Q Speed was obviously such a priority for you in the way you realigned your secondary. It's probably a given that you're faster -- are you better?
A Oh yeah, our back end is improved. It's young, but I think it's highly talented and has a lot of speed. Moving Derrick Wells back to safety, Cedric Thompson having a true spring back there -- those are 210-pound safeties that run 4.5 -- that's something we needed. And Brock Vereen, he tweaked his knee but he's 100 percent. Plus, we brought in three J.C. kids, and we were fortunate -- I think we've hit on all three. So we have some depth there that we didn't have last year.
Q You hear all the time, this is a team being built for 2014. How do you balance that building project with trying to win right now?
A We're building a program, not a team for 2014 or whenever. It's about building the whole thing.
Q Well, here's a for-instance: Would you like MarQueis to take all the snaps this year? Or, at what point do you start to think about giving the next quarterback some snaps?
A I don't worry about that. Max Shortell has played, and we have two young freshmen who practice all the time. At Southern Illinois, we started a true freshman and won a lot of football games. So I think we start developing the quarterbacks the day they walk in. Mitch Leidner and Philip Nelson got started pretty good in the spring, so I don't worry about that. I worry about keeping people healthy. If MarQueis stays healthy, that's a great thing. If he stays healthy, we'll win a lot of games.
Q How realistic is a six-win season?
A Our goals are higher than that. When you go into a season, you shoot for the highest, and see what happens. What we need to do is the day-by-day things. They've done all those things, and now we need to take steps forward. Going in, we feel like we can win every game. If you don't feel that way, you shouldn't be here. Now, do we know we have some shortcomings? Yeah. Do we have all of them fixed? Probably not. But that's what you call coaching. We've got to work around our shortcomings and find a way to build on our strengths. I think our season comes down to, can we stay healthy -- we still don't have all the depth we need -- and can we stay in games until the fourth quarter? If we stay in games, I think we can win them.

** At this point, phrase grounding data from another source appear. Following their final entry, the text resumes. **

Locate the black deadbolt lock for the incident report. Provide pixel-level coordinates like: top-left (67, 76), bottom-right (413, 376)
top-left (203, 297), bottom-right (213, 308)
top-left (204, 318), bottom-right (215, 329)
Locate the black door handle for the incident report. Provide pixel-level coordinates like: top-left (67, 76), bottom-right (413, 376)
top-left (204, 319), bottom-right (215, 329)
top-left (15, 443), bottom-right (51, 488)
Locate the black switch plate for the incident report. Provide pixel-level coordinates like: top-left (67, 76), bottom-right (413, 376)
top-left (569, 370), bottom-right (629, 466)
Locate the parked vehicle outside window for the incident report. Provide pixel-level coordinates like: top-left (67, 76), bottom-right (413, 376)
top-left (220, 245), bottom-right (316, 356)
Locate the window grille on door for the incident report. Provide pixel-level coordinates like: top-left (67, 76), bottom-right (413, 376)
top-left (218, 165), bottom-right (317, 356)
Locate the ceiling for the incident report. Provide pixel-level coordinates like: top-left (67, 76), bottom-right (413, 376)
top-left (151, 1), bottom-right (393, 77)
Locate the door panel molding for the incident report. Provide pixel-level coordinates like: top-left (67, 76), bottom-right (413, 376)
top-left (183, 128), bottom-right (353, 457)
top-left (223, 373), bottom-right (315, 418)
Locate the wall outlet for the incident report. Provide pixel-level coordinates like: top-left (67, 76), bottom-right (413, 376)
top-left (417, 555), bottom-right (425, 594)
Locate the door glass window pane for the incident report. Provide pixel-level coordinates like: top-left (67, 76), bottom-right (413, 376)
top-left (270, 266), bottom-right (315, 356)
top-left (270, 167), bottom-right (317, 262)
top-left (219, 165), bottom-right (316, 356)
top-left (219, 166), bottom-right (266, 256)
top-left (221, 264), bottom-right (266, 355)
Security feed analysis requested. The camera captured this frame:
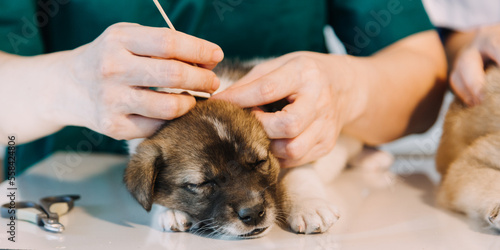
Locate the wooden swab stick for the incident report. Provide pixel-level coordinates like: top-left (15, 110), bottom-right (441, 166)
top-left (152, 0), bottom-right (177, 31)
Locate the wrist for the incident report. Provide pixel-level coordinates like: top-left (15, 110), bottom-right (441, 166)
top-left (325, 54), bottom-right (371, 129)
top-left (38, 49), bottom-right (90, 131)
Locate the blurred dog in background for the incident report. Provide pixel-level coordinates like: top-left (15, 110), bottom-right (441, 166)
top-left (437, 66), bottom-right (500, 231)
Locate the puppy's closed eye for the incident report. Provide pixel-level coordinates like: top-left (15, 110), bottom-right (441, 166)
top-left (249, 159), bottom-right (267, 169)
top-left (184, 184), bottom-right (198, 193)
top-left (184, 181), bottom-right (217, 195)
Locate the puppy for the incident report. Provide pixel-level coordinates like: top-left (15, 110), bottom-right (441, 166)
top-left (436, 66), bottom-right (500, 230)
top-left (124, 60), bottom-right (365, 239)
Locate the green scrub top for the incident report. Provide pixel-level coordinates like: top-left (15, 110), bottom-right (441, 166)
top-left (1, 0), bottom-right (433, 177)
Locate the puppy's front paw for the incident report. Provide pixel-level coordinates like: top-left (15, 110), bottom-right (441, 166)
top-left (159, 208), bottom-right (195, 232)
top-left (287, 199), bottom-right (340, 234)
top-left (487, 203), bottom-right (500, 230)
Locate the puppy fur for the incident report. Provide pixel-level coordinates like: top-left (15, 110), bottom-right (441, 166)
top-left (436, 66), bottom-right (500, 230)
top-left (124, 59), bottom-right (365, 238)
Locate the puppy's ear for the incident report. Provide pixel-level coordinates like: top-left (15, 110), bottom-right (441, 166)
top-left (124, 141), bottom-right (164, 212)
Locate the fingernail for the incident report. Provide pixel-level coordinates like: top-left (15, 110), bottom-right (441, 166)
top-left (212, 49), bottom-right (224, 62)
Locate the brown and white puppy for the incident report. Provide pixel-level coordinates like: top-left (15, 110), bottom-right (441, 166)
top-left (436, 66), bottom-right (500, 230)
top-left (124, 60), bottom-right (365, 239)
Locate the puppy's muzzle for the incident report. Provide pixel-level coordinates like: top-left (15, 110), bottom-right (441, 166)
top-left (237, 204), bottom-right (265, 226)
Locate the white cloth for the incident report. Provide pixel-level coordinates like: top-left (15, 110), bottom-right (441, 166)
top-left (324, 25), bottom-right (347, 55)
top-left (423, 0), bottom-right (500, 31)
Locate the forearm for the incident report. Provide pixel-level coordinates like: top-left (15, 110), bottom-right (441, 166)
top-left (0, 50), bottom-right (76, 144)
top-left (342, 30), bottom-right (448, 145)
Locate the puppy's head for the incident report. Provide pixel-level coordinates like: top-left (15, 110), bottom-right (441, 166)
top-left (124, 99), bottom-right (281, 238)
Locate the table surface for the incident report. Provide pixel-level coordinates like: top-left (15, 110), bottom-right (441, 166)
top-left (0, 148), bottom-right (499, 250)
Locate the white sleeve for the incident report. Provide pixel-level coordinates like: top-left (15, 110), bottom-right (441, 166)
top-left (423, 0), bottom-right (500, 31)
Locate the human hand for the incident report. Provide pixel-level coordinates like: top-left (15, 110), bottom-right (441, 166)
top-left (212, 52), bottom-right (367, 167)
top-left (450, 25), bottom-right (500, 106)
top-left (63, 22), bottom-right (223, 140)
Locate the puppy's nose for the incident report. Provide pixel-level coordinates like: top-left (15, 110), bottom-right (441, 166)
top-left (237, 204), bottom-right (265, 226)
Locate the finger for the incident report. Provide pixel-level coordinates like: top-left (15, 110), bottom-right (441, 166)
top-left (126, 88), bottom-right (196, 120)
top-left (278, 146), bottom-right (325, 168)
top-left (449, 72), bottom-right (473, 106)
top-left (276, 116), bottom-right (339, 168)
top-left (212, 66), bottom-right (298, 108)
top-left (270, 134), bottom-right (313, 162)
top-left (269, 116), bottom-right (329, 159)
top-left (123, 57), bottom-right (219, 93)
top-left (100, 115), bottom-right (164, 140)
top-left (118, 23), bottom-right (224, 65)
top-left (451, 48), bottom-right (485, 105)
top-left (196, 62), bottom-right (222, 71)
top-left (231, 59), bottom-right (288, 87)
top-left (220, 57), bottom-right (294, 93)
top-left (278, 137), bottom-right (335, 168)
top-left (252, 94), bottom-right (317, 139)
top-left (123, 115), bottom-right (165, 139)
top-left (479, 33), bottom-right (500, 65)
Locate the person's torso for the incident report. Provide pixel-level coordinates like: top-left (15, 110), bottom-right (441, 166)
top-left (43, 0), bottom-right (329, 58)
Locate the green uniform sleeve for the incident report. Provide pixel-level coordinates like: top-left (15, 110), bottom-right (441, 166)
top-left (0, 0), bottom-right (44, 55)
top-left (329, 0), bottom-right (434, 56)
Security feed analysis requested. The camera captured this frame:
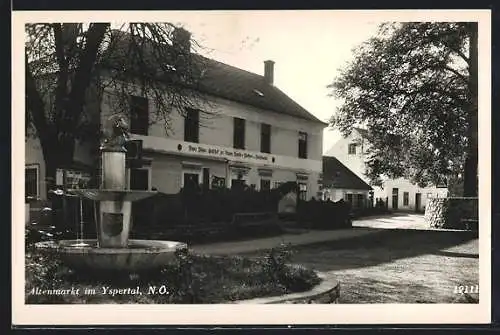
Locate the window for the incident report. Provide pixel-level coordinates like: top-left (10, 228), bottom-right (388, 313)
top-left (233, 117), bottom-right (246, 149)
top-left (346, 193), bottom-right (353, 204)
top-left (348, 143), bottom-right (357, 155)
top-left (130, 169), bottom-right (149, 191)
top-left (260, 179), bottom-right (271, 191)
top-left (25, 166), bottom-right (39, 199)
top-left (184, 108), bottom-right (200, 143)
top-left (403, 192), bottom-right (409, 206)
top-left (298, 183), bottom-right (307, 201)
top-left (298, 131), bottom-right (308, 159)
top-left (202, 168), bottom-right (210, 191)
top-left (260, 123), bottom-right (271, 153)
top-left (273, 181), bottom-right (284, 189)
top-left (130, 96), bottom-right (149, 135)
top-left (357, 194), bottom-right (364, 208)
top-left (231, 179), bottom-right (246, 190)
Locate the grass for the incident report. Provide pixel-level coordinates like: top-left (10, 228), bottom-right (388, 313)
top-left (25, 245), bottom-right (321, 304)
top-left (242, 229), bottom-right (479, 303)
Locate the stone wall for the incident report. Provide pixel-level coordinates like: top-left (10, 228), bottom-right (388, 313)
top-left (424, 197), bottom-right (478, 230)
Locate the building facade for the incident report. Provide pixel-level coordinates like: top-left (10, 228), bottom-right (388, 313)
top-left (26, 54), bottom-right (326, 201)
top-left (325, 128), bottom-right (448, 212)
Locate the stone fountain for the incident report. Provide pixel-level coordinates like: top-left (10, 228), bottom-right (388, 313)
top-left (35, 114), bottom-right (187, 272)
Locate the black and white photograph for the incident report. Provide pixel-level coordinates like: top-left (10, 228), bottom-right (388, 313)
top-left (13, 9), bottom-right (491, 325)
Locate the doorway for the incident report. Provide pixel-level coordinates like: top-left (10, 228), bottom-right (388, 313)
top-left (202, 168), bottom-right (210, 191)
top-left (392, 188), bottom-right (399, 210)
top-left (415, 193), bottom-right (422, 212)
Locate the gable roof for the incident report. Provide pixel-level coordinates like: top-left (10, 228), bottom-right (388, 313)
top-left (322, 156), bottom-right (372, 191)
top-left (198, 58), bottom-right (327, 125)
top-left (103, 30), bottom-right (327, 126)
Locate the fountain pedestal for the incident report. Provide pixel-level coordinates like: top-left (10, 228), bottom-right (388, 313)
top-left (35, 122), bottom-right (187, 272)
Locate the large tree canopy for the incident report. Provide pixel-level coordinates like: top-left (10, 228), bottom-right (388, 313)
top-left (25, 23), bottom-right (210, 190)
top-left (329, 22), bottom-right (478, 196)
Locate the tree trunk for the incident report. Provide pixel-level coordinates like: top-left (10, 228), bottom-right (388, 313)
top-left (41, 133), bottom-right (76, 193)
top-left (463, 23), bottom-right (478, 197)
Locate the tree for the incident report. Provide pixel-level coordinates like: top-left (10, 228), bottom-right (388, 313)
top-left (25, 23), bottom-right (212, 191)
top-left (329, 22), bottom-right (478, 197)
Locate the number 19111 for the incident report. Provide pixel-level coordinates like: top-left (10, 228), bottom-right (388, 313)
top-left (454, 285), bottom-right (479, 294)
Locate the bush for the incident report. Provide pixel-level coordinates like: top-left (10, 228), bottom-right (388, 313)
top-left (25, 246), bottom-right (321, 304)
top-left (262, 243), bottom-right (321, 293)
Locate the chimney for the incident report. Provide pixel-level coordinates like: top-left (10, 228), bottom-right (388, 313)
top-left (172, 27), bottom-right (192, 53)
top-left (264, 60), bottom-right (275, 85)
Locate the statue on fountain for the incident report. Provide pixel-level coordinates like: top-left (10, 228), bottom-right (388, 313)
top-left (100, 113), bottom-right (131, 151)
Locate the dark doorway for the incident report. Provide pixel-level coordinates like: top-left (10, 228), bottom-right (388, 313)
top-left (202, 168), bottom-right (210, 191)
top-left (130, 169), bottom-right (149, 190)
top-left (184, 173), bottom-right (199, 191)
top-left (415, 193), bottom-right (422, 212)
top-left (392, 188), bottom-right (399, 210)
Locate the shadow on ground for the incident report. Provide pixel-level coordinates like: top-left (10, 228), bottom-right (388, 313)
top-left (244, 228), bottom-right (478, 273)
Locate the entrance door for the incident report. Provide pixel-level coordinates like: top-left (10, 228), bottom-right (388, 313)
top-left (415, 193), bottom-right (422, 212)
top-left (202, 168), bottom-right (210, 191)
top-left (392, 188), bottom-right (399, 210)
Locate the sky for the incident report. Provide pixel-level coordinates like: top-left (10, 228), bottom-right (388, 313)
top-left (152, 11), bottom-right (385, 154)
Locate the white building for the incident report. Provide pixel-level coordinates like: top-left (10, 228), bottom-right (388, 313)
top-left (325, 127), bottom-right (447, 212)
top-left (320, 156), bottom-right (372, 209)
top-left (25, 29), bottom-right (327, 202)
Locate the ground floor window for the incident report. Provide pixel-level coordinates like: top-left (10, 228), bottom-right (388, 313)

Q Do you ever allow yourself to daydream about making this team a winner, what that would be like?
A You know, I try to stay in the moment. But every once in a while, I think about what we've done, where we've been, and you think about seeing some people smile. Making them feel good about the program. I probably daydream more about the people in the state of Minnesota, making them feel good, because they're so passionate. I do want that for our people.
Q People ask all the time about your health. Do you feel it is a nonissue now?
A Well, you can't ever say that it's a nonissue. You can't predict what will happen. But I know that I've worked very hard. I've lost 12 or 13 pounds, I walk every day, I've been to the Mayo Clinic and got a clean bill of health. I'm cancer-free. So I feel very good. I'm in good shape. I can't control everything, but I've done everything I can to beat this. I don't want to let our kids down, or our fans. I'm well-prepared, I think.
Q [Freshman receiver] Andre McDonald said you're the best ping-pong player he's ever seen. Are you really that good?
A Andre exaggerates. I just played a lot back when I was Andre's age.